AHI Symptoms and ARS
The median number of symptoms was 4 (interquartile range [IQR], 0–6). Fifty-three (73.6%) participants reported at least 1 symptom. The most and least reported symptoms were fever (59.7%) and skin rash (5.6%) (Figure 1B). A 2-class LCA model performed best (BIC = 777.6) compared to a 3-class (BIC = 786.6), 4-class (BIC = 821.7), 5-class (BIC = 859.2), or 6-class (BIC = 899.2) model, and differentiated the participants into those with ARS (n = 43 [59.7%]; median number of symptoms: 5 [IQR, 4–8]) and without ARS (n = 29 [40.3%]; median number of symptoms, 0 [IQR, 0–1]). In a validation analysis, all symptoms except skin rash (P = .644, Fisher exact test) were significantly higher in the ARS group (Figure 1C).
Associations Between HLA/KIR Alleles and ARS
The prevalence of ARS was lower among participants with HLA-A*23 compared to those without (15.4% vs 69.5%, P = .033, Fisher's exact tests with Benjamini-Hochberg correction; Supplementary Figure 1). Furthermore, participants with HLA-A*23 had lower odds of ARS compared to those without (Figure 1D), which was confirmed even after controlling for age, sex, risk group, HIV-1 subtype, and HIV-1 viral load (adjusted odds ratio, 0.10 [95% CI, .01–.48]; P = .009; Supplementary Table 1). There was no association between any of the other HLA molecules or KIR genes and ARS (Figure 1D).
DISCUSSION
HLA-A*23 was associated with lower odds of ARS, independent of sex, age, risk group, HIV-1 subtype, and HIV-1 viral load. ARS is mediated by a cytokine storm, and specifically, high levels of interferon gamma (IFN-γ)–induced protein-10 (IP-10) have been observed during AHI [1, 5]. IP-10 is secreted by innate immune cells in response to IFN-γ, which is released by activated NK cells [12, 13], and activation of NK cells is influenced by the interaction with HLA class I molecules [2]. In addition, HLA-A*23, like other HLA alleles, possesses the HLA-Bw4-80I motif, a ligand for the inhibitory receptor KIR3DL1 expressed on NK cells [14]. It is therefore possible that if HLA-A*23 is sufficiently expressed at the cell surface to prevent NK cell activation, for example due to impaired downregulation by HIV-1 [15], the cytokine storm and subsequent manifestation of ARS may be diminished.
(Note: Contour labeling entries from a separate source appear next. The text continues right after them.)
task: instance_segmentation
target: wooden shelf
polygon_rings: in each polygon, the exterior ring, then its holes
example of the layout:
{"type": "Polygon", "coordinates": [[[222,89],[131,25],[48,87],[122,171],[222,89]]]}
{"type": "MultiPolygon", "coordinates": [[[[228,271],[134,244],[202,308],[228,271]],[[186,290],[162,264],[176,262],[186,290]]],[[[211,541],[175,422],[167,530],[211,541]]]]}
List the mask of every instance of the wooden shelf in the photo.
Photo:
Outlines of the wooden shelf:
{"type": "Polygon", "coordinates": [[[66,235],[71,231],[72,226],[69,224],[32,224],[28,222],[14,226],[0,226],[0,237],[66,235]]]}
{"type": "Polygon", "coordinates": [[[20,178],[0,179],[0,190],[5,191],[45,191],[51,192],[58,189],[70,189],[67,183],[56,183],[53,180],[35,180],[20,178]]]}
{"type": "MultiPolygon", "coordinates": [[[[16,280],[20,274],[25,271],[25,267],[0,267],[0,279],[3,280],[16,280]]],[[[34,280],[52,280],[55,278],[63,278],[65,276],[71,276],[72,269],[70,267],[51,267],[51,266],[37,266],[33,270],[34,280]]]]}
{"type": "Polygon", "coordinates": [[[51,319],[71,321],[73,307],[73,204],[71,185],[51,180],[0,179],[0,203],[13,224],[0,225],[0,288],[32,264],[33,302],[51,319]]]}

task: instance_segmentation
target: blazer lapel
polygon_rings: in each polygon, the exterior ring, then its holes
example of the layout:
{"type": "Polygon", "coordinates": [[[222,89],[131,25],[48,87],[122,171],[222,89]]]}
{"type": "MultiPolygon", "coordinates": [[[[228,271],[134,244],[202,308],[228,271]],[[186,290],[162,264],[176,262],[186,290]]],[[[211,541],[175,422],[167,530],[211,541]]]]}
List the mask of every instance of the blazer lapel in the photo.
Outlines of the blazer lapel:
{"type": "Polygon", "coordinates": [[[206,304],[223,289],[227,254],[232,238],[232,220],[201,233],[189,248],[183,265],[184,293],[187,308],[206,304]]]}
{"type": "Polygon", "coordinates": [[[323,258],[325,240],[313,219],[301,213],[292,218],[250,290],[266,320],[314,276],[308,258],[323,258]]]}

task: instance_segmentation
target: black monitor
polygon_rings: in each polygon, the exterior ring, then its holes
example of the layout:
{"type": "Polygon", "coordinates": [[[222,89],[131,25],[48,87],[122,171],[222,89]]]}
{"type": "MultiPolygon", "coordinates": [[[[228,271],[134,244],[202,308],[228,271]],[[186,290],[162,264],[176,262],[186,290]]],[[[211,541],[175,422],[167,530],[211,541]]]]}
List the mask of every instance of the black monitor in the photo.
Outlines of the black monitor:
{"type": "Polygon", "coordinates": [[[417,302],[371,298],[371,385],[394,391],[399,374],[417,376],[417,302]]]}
Studies investigating associations between HLA-A*23 and specific cytokines and chemokines, as well as between HLA-A*23 and NK cell activation, are therefore warranted.
Our finding adds to the literature on associations between HLA-A*23, ARS, HIV-1 subtypes, VRC, and disease progression. Existing literature provides conflicting results on whether ARS associates with faster or slower disease progression. Whereas 2 studies associated ARS with rapid disease progression [3, 4], other studies demonstrated that individuals infected with subtype A1 had increased ARS [10] and slower disease progression [16], indicating that ARS may be associated with slower disease progression. Since HLA-A*23 is associated with lower VRC [8], which is associated with slower disease progression [17], it is reasonable to hypothesize that HLA-A*23 is associated with slower disease progression, potentially mediated by both lower VRC and ARS. However, elaborate studies are warranted to clearly elucidate associations between HLA-A*23, a common allele in some sub-Saharan African settings [18], with disease progression, while controlling for confounding factors. Further exploration of the influence and mechanisms of action of HLA-A*23 on the early immune responses and subsequent long-term effects could enable the identification of peptides for priming immune responses in attempts to reduce the inflammatory burden and mitigate disease progression.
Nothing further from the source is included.